1UP, the new record by Western North Carolina and Greensboro-based Seers is an unabashedly weird, inspired, fantastical, bizarre and transcendent collection. The nine-track album is just part of a larger project — released by the collective Nomad Staff — including short films and music videos. The combination is a slide down a rabbit hole of wonder and absurdity soundtracked by rave-ups of suave beats, man-child fantasies and philosophical musings. All at the same time.
The album opens with the short, quippy “Two Birds, One Stoner.” It’s breezy, simple and a crash course in Seers’ particular rap delivery style. At once sleepy and supple, his words tumble and bounce — a gymnastic floor routine backflipping where a lesser talent would stumble. (In fact, if there is a stumble on this album at all, it’s Seers’ apparent attitude toward women, which comes off as much less evolved than his outlook on environment, overarching acceptance and artistic vision.)
The music on “Current” smartly matches Seers’ lyrical flow with a down-tempo amble and handclaps in lieu of drums. But the complexity amps up with “Nonsense For Your Conscience.” Here, the melody — way in the background — is almost retiring. A hazy sigh bolstered by fuzzy percussion and a recurring descending scale. But that atmospheric canvas is the perfect stage for Seers’ verses, which build in intensity until the relaxed chorus.

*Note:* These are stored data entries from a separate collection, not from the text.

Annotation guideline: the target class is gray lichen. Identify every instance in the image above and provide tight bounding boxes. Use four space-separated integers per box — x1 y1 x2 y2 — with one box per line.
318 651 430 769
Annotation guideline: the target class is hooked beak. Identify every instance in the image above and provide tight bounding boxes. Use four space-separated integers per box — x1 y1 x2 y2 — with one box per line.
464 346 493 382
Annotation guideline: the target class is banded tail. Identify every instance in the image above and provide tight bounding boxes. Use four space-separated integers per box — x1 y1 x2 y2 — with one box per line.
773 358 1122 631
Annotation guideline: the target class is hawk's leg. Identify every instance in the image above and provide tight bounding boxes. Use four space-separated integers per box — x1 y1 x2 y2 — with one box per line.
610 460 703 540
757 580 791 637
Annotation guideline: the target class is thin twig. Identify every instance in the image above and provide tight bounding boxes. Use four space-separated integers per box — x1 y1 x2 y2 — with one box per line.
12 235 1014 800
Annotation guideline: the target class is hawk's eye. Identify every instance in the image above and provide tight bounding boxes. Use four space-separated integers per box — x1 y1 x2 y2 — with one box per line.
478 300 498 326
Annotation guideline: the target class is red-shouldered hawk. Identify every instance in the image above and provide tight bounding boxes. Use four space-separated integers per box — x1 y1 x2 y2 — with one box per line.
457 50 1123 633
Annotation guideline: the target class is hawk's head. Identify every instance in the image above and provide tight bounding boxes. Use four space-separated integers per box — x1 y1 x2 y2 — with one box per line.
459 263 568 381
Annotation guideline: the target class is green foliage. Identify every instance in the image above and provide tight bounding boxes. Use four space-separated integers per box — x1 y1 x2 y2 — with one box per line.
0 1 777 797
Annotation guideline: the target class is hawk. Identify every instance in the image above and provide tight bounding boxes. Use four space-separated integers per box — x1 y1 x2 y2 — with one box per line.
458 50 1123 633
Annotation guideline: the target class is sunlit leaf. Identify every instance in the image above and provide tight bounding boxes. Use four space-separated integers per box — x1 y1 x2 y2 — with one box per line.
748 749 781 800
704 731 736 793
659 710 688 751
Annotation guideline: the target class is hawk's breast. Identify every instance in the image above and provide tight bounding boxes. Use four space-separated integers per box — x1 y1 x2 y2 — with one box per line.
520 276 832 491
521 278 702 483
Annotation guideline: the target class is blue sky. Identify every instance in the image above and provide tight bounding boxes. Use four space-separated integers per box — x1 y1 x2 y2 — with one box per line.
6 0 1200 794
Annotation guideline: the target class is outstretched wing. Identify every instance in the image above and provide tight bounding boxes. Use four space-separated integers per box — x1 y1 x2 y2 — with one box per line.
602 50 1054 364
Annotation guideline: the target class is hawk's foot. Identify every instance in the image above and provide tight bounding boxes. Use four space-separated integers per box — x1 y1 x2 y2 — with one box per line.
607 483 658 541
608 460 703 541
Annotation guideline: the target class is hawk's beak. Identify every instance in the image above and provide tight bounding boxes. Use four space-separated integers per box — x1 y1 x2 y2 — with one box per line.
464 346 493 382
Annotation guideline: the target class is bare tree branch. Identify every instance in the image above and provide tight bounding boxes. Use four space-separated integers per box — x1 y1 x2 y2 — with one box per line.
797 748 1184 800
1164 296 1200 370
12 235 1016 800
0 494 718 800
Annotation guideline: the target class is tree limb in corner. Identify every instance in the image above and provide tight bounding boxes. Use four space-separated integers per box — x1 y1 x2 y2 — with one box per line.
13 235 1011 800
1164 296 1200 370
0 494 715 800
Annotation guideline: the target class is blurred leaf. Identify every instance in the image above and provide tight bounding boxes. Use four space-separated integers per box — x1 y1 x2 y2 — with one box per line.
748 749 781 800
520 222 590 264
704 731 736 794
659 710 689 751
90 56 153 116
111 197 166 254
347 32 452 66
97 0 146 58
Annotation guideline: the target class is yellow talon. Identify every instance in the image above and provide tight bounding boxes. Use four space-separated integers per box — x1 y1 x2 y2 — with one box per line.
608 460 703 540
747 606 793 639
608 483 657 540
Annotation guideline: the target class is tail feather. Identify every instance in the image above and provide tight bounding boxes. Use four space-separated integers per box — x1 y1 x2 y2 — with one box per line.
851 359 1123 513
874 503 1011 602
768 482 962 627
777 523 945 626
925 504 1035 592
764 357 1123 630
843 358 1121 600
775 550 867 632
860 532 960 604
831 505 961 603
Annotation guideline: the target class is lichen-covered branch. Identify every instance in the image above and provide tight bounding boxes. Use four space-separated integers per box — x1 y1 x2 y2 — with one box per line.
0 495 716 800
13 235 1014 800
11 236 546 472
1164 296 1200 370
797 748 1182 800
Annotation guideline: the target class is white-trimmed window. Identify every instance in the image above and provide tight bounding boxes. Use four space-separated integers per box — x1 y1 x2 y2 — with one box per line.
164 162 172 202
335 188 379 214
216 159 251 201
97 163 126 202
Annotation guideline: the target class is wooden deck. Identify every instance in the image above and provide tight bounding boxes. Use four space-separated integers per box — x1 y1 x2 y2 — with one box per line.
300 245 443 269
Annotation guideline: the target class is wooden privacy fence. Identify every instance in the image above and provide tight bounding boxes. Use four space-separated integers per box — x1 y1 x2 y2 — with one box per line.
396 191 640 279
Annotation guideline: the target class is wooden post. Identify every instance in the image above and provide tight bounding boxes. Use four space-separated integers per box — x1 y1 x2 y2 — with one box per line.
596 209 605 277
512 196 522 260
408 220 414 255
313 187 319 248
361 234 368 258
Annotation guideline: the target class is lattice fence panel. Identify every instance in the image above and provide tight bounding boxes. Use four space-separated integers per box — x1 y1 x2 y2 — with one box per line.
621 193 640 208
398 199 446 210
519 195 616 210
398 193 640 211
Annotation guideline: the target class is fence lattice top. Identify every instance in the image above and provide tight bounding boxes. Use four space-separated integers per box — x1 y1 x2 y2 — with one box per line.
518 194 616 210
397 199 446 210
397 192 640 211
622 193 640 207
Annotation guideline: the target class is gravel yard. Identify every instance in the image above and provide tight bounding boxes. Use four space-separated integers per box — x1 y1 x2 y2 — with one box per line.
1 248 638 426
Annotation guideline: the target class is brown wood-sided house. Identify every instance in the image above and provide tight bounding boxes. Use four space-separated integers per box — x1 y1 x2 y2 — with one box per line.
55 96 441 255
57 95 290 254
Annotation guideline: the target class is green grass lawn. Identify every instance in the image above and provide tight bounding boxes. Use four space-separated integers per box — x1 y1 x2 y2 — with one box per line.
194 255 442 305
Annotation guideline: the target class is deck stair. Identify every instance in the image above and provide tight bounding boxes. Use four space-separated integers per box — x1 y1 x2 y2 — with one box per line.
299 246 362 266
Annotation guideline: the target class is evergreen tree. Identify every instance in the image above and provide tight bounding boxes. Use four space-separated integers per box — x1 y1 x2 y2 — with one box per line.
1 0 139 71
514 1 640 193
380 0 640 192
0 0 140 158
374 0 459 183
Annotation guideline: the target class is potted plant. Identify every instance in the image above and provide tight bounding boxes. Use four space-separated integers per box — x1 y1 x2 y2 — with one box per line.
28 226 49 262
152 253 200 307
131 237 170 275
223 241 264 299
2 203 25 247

But the rap — “We got egos and superegos but don’t forget your ID kid, no one knows who you are yet. Sigmund Frued and his b**ch talking mental compartments, subconscious department the darkest and hardest to harness, like playing piano with only guitar picks,” — as he spits at one point, is an organic barrage that somehow lands on its feet.

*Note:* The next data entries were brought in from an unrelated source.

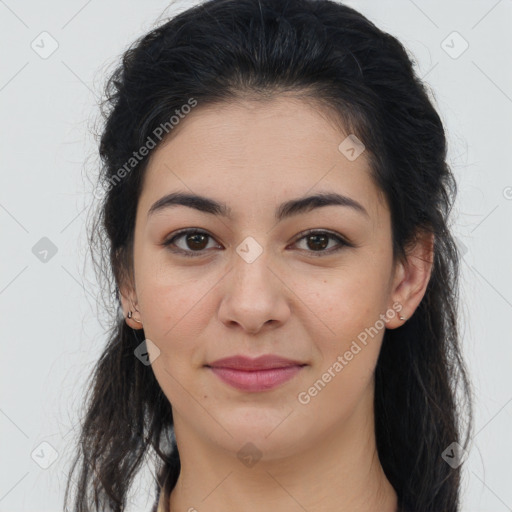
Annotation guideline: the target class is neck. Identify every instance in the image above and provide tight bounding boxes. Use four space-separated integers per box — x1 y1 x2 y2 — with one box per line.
168 389 397 512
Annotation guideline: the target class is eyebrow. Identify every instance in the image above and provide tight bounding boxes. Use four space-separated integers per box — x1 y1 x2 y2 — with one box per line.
147 191 369 222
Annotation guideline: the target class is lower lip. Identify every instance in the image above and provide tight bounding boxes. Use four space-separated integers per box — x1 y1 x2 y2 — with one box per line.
208 365 304 392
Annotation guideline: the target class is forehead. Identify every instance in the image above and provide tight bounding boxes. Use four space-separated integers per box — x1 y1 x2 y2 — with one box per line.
139 95 387 222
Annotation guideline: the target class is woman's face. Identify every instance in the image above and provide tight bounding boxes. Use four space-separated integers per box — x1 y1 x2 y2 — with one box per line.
121 95 411 460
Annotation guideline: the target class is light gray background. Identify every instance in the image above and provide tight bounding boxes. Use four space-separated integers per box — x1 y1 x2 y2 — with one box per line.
1 0 511 510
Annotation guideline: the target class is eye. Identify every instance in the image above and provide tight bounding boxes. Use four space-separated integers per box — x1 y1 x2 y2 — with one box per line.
162 228 352 258
162 229 220 257
291 229 352 256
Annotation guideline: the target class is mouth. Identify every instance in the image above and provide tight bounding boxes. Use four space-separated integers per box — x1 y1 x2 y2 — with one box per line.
205 355 307 392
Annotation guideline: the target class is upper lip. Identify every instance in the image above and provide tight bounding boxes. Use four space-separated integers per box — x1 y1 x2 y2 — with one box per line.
206 355 306 371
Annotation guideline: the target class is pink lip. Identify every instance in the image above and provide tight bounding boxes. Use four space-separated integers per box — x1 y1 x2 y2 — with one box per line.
206 355 306 392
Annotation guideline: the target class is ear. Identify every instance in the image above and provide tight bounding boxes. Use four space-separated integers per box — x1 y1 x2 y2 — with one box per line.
119 280 144 330
386 230 434 329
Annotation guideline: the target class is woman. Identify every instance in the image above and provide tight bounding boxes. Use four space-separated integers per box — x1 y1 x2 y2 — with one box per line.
65 0 473 510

“Sheep,” wavering from cool downbeat to atonal experimentation, nonchalantly flips words to reveal flashes of clarity: “Diplomat in the form of a poem, a song writer. I’m a song rider, my favorite form of transportation,” Seers chants. “Pretty Penny” is a grittier “Mr. Wendel” — a conversation with a homeless man that surprises with its insight. “Pupil’s Rant” is, like most of the tracks, not safe for the most sensitive listeners. But beyond a few four- (and five-, and one 13-) letter words, the track is a gem. Shot through with energy and picking it steam as it goes, the rap unfolds over a crisp violin loop and a few well-appointed moments of percussion.
The title track, which opens to a floaty, Disney-esque soundscape is a fever dream of video games and yogic acumen. The Mario Brothers feature heavily in that track and return in final song, “Bob Ross,” like Jungian archetypes. In fact, much of the brilliance of Seers’ writing his his ability to encapsulate magic within the plastic of pop culture. The 1UP project, brilliant in its simplicity and off-kilter discernment, is welcome glimpse of the magic behind the mundane.